In a minute John came stumbling in with a chair, and as he set it down he said, "Here comes the first raven, General, and now if you'll kindly come and give the ravens a lift, they'll bring you a table." And so the two men dragged the table into the office, and as they finished, Ward saw General Hendricks coming up the stairs, and when the new room had been put in order,--a simple operation, -- General Ward hurried home to help Mrs.Ward get in their dahlia roots for the winter.
As they were digging in the garden, covering the ferns and wrapping the magnolia tree they had lately acquired, and mulching the perennials, Mrs.Mary Barclay came toward them buffeting the wind.

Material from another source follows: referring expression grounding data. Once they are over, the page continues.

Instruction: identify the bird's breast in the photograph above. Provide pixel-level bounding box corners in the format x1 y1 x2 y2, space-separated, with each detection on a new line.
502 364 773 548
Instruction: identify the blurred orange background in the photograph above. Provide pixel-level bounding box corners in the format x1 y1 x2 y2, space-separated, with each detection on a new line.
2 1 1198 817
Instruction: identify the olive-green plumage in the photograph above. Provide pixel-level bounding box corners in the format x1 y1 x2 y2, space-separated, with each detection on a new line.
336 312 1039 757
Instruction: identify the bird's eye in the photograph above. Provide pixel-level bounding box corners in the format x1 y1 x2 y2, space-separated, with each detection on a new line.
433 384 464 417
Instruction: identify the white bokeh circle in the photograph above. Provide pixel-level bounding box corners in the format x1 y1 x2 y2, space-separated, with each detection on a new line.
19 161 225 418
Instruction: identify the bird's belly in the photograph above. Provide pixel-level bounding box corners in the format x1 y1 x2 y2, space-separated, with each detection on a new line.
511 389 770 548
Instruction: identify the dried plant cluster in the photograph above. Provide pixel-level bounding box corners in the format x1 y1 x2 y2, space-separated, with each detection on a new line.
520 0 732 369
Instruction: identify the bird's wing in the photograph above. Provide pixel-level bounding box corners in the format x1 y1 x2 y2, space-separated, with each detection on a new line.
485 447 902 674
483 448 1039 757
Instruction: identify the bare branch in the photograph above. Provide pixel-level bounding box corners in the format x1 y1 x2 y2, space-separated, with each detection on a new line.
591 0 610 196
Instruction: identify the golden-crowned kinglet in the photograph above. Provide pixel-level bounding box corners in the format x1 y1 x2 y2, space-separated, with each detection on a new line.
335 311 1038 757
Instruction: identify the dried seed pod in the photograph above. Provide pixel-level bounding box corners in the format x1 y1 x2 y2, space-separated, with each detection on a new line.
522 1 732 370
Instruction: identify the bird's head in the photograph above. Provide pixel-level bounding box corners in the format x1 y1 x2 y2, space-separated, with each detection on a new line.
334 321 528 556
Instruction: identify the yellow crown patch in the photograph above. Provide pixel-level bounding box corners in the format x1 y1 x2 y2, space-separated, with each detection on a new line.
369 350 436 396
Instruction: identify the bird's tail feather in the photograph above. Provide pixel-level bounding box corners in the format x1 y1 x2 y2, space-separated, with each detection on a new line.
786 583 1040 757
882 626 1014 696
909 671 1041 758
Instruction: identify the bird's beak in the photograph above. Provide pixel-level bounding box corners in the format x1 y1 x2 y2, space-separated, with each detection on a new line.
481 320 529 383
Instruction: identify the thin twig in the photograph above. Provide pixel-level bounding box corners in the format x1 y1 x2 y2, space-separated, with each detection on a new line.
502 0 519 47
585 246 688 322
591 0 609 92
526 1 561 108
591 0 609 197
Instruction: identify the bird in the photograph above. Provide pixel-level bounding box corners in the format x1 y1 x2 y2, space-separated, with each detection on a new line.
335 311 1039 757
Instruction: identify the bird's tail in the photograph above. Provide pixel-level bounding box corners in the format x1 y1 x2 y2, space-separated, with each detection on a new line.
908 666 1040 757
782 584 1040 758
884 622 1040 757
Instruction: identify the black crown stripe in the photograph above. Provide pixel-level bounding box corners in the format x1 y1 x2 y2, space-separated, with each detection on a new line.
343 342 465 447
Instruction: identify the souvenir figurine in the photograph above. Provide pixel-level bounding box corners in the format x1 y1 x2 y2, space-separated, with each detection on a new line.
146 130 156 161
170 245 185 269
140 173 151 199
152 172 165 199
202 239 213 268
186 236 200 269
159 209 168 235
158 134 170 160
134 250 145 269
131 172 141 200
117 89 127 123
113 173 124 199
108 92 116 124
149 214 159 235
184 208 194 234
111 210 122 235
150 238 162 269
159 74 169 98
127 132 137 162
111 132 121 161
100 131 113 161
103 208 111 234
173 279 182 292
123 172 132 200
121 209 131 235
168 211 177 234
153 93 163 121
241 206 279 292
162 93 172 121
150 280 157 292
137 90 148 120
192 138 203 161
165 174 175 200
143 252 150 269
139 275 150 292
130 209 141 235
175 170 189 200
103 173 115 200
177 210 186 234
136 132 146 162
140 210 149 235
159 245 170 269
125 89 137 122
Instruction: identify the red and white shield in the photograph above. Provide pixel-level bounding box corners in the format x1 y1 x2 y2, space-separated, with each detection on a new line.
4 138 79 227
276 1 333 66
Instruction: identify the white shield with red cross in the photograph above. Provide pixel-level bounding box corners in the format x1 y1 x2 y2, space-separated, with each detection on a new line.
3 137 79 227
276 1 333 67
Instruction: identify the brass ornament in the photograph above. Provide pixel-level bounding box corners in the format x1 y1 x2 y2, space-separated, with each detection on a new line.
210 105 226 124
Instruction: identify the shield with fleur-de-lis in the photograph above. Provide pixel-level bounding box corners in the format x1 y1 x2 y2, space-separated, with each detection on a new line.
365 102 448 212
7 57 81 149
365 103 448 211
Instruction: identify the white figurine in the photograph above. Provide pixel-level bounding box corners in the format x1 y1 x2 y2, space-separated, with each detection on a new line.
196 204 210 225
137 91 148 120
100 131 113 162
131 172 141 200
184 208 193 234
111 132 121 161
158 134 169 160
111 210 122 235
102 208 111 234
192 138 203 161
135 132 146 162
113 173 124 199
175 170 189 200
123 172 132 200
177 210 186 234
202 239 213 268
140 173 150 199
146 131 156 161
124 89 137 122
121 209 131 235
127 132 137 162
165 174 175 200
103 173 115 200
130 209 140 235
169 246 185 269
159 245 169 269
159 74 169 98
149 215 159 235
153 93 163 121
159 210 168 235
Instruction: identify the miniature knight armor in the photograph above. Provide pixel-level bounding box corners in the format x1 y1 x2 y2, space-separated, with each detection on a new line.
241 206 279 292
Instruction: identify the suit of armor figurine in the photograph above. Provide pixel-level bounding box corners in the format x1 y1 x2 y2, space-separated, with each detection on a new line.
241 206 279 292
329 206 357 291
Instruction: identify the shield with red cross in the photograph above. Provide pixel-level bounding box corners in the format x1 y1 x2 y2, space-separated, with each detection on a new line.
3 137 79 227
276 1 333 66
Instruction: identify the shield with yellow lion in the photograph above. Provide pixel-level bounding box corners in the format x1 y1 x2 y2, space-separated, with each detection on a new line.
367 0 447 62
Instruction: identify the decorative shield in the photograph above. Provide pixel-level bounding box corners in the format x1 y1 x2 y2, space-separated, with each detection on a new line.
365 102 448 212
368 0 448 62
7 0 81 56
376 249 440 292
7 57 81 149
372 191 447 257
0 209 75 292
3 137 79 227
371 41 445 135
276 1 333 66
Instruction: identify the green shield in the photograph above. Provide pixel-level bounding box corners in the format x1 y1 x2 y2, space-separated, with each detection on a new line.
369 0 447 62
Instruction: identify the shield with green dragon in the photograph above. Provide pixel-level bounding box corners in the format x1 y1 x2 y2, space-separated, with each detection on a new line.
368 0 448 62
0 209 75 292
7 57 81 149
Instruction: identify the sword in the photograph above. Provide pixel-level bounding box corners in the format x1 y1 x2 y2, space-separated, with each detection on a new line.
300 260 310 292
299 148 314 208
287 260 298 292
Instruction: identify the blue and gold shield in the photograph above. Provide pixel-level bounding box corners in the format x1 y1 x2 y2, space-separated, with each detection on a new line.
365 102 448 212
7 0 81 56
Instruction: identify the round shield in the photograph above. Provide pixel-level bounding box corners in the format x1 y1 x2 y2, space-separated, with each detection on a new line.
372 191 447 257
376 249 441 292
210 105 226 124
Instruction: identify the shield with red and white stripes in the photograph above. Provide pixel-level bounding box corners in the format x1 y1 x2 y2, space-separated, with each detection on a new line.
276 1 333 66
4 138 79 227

She wore the long cowlish waterproof cloak and hood of the period--which she had put on during the cloudy morning.

Her tall strong figure did not bend in the wind, and the schoolbooks she carried in her hand broke the straight line of her figure only to heighten the priestess effect that her approaching presence produced.
"Well, children," she said, as she stood by the Wards at their work, "preparing your miracles ?" She looked at the bulbs and roots, and smiled.

"How wonderful that all the beauty of the flowers should be in those scrawny brown things; and," she added as she brushed away the brown hair of her forties from her broad brow, "God probably thinks the same thing when He considers men and their souls." "And when the gardener puts us away for our winter's sleep ?" Ward asked.
She turned her big frank blue eyes upon him as she took the words from his mouth, "'And the last Adam was made a quickening spirit.'" Then she smiled sadly and said, "But it is the old Adam himself that I seem to be wrestling with just now." "In the children--at school ?" asked the Wards, one after the other.
She sighed and looked at the little troopers straggling along the highway, and replied, "Yes, partly that, too," and throwing her unnecessary hood back, turned her face into the wind and walked quickly away.

The Wards watched her as she strode down the hill, and finally as he bent to his work the general asked:-- "Lucy, what does she think of John ?" Mrs.Ward, who was busy with a geranium, did not reply at once.